Frontiers in molecular neuroscience (2019-12-24)
Dan Zhao, Xing-Ping Qin, Song-Feng Chen, Xin-Yu Liao, Jing Cheng, Rui Liu, Yang Lei, Zhi-Feng Zhang, Qi Wan
RÉSUMÉ

Intracerebral hemorrhage (ICH) is a subtype of stroke with highest mortality and morbidity. We have previously demonstrated that dipotassium bisperoxo (picolinato) oxovanadate (V), (bpV[pic]) inhibits phosphatase and tensin homolog (PTEN) and activates extracellular signal-regulated kinase (ERK)1/2. In this study, we examined the effect of bpV[pic] in the rat ICH model in vivo and the hemin-induced injury model in rat cortical cultures. The rat model of ICH was created by injecting autologous blood into the striatum, and bpV[pic] was intraperitoneally injected.
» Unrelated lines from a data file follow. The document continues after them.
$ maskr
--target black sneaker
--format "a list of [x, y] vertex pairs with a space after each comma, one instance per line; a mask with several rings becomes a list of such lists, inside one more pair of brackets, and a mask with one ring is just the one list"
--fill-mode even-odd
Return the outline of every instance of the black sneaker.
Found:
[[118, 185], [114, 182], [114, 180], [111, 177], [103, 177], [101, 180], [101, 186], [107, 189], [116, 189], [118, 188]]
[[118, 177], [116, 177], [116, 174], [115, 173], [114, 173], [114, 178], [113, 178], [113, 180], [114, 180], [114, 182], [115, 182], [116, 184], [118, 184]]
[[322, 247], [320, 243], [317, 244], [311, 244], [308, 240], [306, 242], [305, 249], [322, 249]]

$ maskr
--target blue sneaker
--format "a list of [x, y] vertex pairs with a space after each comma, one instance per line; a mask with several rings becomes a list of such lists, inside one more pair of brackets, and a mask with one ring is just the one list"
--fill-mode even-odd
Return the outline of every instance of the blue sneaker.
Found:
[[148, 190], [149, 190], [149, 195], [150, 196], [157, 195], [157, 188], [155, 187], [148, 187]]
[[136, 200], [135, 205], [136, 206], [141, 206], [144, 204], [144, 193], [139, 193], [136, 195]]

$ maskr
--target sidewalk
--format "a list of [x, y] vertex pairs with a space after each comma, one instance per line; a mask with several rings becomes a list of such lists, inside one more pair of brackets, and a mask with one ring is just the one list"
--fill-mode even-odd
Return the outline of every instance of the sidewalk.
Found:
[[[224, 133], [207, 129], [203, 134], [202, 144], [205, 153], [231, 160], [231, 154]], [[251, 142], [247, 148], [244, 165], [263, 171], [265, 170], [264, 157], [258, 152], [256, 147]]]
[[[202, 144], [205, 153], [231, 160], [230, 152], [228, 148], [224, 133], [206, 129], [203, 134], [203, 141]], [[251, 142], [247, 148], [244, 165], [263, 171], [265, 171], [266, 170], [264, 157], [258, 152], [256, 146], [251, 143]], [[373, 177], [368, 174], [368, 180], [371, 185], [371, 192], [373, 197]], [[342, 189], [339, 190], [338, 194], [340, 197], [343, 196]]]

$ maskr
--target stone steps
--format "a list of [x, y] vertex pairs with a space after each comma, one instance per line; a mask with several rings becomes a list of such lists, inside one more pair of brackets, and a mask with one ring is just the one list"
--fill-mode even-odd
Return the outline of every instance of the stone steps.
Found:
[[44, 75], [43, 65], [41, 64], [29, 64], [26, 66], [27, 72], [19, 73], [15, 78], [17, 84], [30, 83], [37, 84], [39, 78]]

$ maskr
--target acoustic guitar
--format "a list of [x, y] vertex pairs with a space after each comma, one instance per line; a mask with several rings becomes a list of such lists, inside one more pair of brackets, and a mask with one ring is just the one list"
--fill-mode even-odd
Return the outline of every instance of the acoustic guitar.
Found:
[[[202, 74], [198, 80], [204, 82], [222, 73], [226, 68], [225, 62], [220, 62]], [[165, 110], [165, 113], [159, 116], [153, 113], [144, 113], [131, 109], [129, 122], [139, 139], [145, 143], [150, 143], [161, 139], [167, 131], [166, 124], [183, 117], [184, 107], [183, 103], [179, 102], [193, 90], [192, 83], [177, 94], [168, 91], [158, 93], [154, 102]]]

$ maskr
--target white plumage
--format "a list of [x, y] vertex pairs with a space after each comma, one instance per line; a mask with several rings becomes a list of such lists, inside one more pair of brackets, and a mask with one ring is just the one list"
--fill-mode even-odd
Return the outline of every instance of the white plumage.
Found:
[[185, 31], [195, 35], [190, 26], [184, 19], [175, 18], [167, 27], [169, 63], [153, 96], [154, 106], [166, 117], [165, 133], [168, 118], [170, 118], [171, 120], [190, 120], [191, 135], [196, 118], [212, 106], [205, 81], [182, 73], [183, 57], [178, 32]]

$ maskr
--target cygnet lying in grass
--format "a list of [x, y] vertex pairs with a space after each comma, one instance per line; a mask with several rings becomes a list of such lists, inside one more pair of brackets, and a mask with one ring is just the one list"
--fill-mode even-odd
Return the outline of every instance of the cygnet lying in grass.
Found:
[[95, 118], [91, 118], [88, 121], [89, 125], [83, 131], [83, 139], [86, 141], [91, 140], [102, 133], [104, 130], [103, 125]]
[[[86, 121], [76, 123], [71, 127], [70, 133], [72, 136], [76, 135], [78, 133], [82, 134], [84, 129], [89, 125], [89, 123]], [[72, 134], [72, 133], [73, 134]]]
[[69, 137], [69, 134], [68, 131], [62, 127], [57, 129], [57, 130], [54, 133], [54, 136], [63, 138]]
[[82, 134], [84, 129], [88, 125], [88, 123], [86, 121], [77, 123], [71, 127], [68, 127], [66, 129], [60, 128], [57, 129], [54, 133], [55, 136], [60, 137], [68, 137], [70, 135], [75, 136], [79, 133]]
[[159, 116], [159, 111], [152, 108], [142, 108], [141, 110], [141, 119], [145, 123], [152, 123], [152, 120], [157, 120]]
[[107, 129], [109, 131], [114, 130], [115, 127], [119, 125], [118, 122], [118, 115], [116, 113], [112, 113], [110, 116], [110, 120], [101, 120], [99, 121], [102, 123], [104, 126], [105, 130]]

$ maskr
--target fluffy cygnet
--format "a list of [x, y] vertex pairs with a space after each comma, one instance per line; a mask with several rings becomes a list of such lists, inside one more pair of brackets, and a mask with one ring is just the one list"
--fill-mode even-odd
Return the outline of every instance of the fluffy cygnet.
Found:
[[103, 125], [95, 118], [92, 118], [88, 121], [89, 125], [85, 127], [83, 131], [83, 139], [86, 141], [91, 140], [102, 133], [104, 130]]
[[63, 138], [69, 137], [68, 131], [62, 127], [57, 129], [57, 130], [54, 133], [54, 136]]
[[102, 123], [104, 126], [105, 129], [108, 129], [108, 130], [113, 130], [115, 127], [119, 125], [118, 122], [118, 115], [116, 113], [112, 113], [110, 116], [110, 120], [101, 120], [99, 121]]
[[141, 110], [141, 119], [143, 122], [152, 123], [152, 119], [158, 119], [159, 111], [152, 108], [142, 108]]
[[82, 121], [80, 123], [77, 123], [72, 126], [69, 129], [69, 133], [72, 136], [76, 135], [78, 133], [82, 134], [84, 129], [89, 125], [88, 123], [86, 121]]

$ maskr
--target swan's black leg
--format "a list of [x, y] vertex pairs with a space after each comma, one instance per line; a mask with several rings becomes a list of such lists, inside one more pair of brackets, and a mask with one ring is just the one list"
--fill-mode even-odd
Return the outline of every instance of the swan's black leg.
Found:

The effects of bpV[pic] were evaluated by neurological tests, Fluoro-Jade C (FJC) staining, and Nissl staining. We demonstrate that bpV[pic] attenuates ICH-induced brain injury in vivo and hemin-induced neuron injury in vitro. The expression of E2F1 was increased, but β-catenin expression was decreased after ICH, and the altered expressions of E2F1 and β-catenin after ICH were blocked by bpV[pic] treatment. Our results further show that bpV[pic] increases β-catenin expression through downregulating E2F1 in cortical neurons and prevents hemin-induced neuronal damage through E2F1 downregulation and subsequent upregulation of β-catenin. By testing the effect of PTEN-siRNA, PTEN cDNA, or combined use of ERK1/2 inhibitor and bpV[pic] in cultured cortical neurons after hemin-induced injury, we provide evidence suggesting that PTEN inhibition by bpV[pic] confers neuroprotection through E2F1 and β-catenin pathway, but the neuroprotective role of ERK1/2 activation by bpV[pic] cannot be excluded.